The knowledge about the other nodes in the cluster is stored in a file called: nodes.conf. Although the extension gives an impression of user modifiable configuration file, it is not a file for humans to modify.
Every master must know other masters by actual public IP, it is not possible to use a loopback (like 127.0.0.1). If you do that, it ends up in a max-redirection error. How it works is, when a client asks for a key and server responds with a redirection, the ‘smart’ client is expected to follow this redirection and get the value from this other node. Now, the ‘dumb’ server responds with only the IP it knows other node by — that is your loopback on the Redis server. But this ‘smart’ client (Jedis) is not smart enough to understand that the loopback is actually of the node and apparently starts looking for a Redis node on its own host! Whatever. Just avoid doing that.
When two nodes meet to form a cluster, one of them has to forgo its data. Either one must be empty.
Replicas are not within masters, or any other nodes for that matter. Unlike what we know about clustering in Elasticsearch or Kafka-like services, replicas in Redis are independent nodes. So if you want a replication factor of two and have three masters, you effectively need 3 * 2 + 3 = 9 nodes in the cluster.

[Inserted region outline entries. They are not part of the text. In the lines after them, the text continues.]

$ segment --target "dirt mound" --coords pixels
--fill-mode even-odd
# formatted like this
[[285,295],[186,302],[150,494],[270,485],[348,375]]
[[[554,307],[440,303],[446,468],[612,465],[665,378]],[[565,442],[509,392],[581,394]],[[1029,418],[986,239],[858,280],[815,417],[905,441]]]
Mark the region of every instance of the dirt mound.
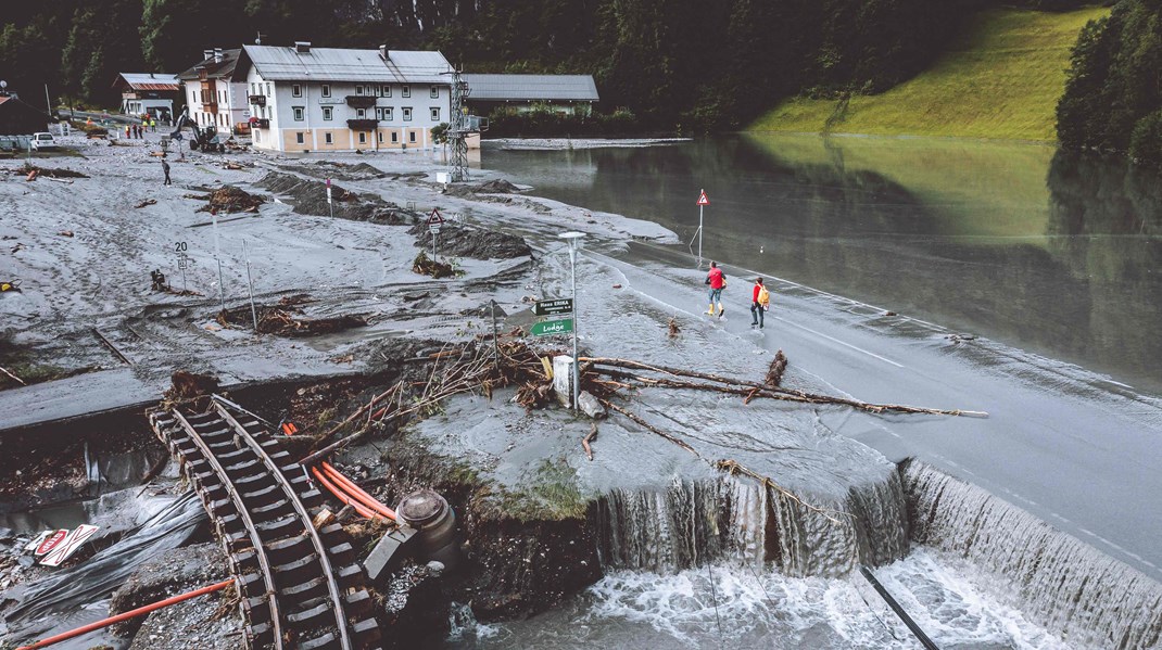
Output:
[[202,397],[218,391],[217,378],[209,375],[178,370],[171,380],[173,385],[165,391],[165,397],[173,402]]
[[523,190],[504,179],[497,179],[478,185],[473,192],[478,194],[518,194]]
[[281,165],[280,167],[288,172],[299,172],[300,174],[306,174],[316,179],[333,179],[338,181],[370,181],[375,179],[386,179],[388,176],[388,174],[368,165],[367,162],[357,162],[351,165],[347,162],[320,160],[314,165]]
[[261,196],[232,186],[215,189],[208,200],[209,203],[199,208],[199,212],[257,212],[258,207],[266,202]]
[[[316,217],[331,215],[331,205],[327,204],[327,186],[318,181],[271,172],[263,176],[258,185],[275,194],[288,196],[294,203],[294,211],[300,215]],[[335,216],[340,219],[394,225],[410,224],[416,221],[415,215],[400,209],[394,203],[383,201],[379,196],[358,195],[335,183],[331,183],[331,198],[335,202]]]
[[[333,318],[300,318],[299,315],[303,313],[303,310],[297,305],[308,302],[311,302],[308,296],[297,295],[282,298],[277,305],[256,305],[258,333],[303,338],[367,326],[367,320],[358,315]],[[220,312],[217,320],[222,325],[248,330],[254,326],[253,313],[250,311],[249,304]]]
[[37,167],[36,165],[24,164],[23,167],[13,169],[12,173],[27,176],[28,174],[36,172],[38,176],[49,176],[50,179],[87,179],[88,175],[80,172],[74,172],[72,169],[55,169],[52,167]]
[[[416,246],[431,246],[431,234],[425,223],[417,223],[408,231],[417,236]],[[437,239],[440,255],[472,258],[474,260],[510,260],[532,255],[523,237],[478,228],[445,223]]]
[[440,277],[456,277],[456,269],[452,268],[452,265],[438,262],[429,258],[428,253],[423,251],[419,251],[419,254],[416,255],[416,260],[411,262],[411,273],[431,275],[437,280]]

If a master drops off, it is not possible to bring it back into a cluster with data. This is an implication of point 12.
If you need to perform any updates to any of the nodes/servers, take points 12 and 14 into consideration. Take out the master, upgrade, flush, and reconnect as a slave. That is how it works.
Converting a single server to a cluster is not supported officially. There is one blog of a smart person showing a workaround for such a migration. The inverse of this, cluster to single server, shall be equally painful.
Redis/Redis Clustering is not officially supported on a Windows machine. There are unofficial ways to achieve something of the sort, such as MSOpenTech’s Redis implementation, which now also supports clusters.
The Java client, Jedis, has two different classes, one for connecting to a single standalone (JedisClient) and other for connecting to a cluster (JedisClusterClient). So if you decide to use the cluster in production, you cannot choose to use a single server during development. The implication is unnecessary load on your laptops. It can be managed by using environment-aware wiring. We worked around by creating a jar, with a class that, upon post-construct, just replaces the cluster-client reference of our internal cache utility class with a single server jedis-client. Just placing this jar on classpath during development solves it for us.
Running Redis cluster in Docker has its own pain points, on that later. (There should be one for Docker too.)
Extending point 11 (every master must know other masters via IP), if you have two network interfaces on the nodes and have two isolated networks for two services that use this Redis cluster, how will that work out? Such a setup is not unexpected in a Docker compose, where we isolate the service into different networks. Will need to see how Redis behaves in such a setup.
Although it was not the intention, while reading what I wrote I realized that the points above do look like a rant. In spite of these, Redis is a solid, fast cache store, and I love it for that. These are merely a few nuisances and related implications which we learnt about and experienced in our use of Redis cluster. Please use them only as points to ponder on when designing your application. Also, these nuisances are based on the state of Redis and Redis cluster at the time of writing which will change in time to come.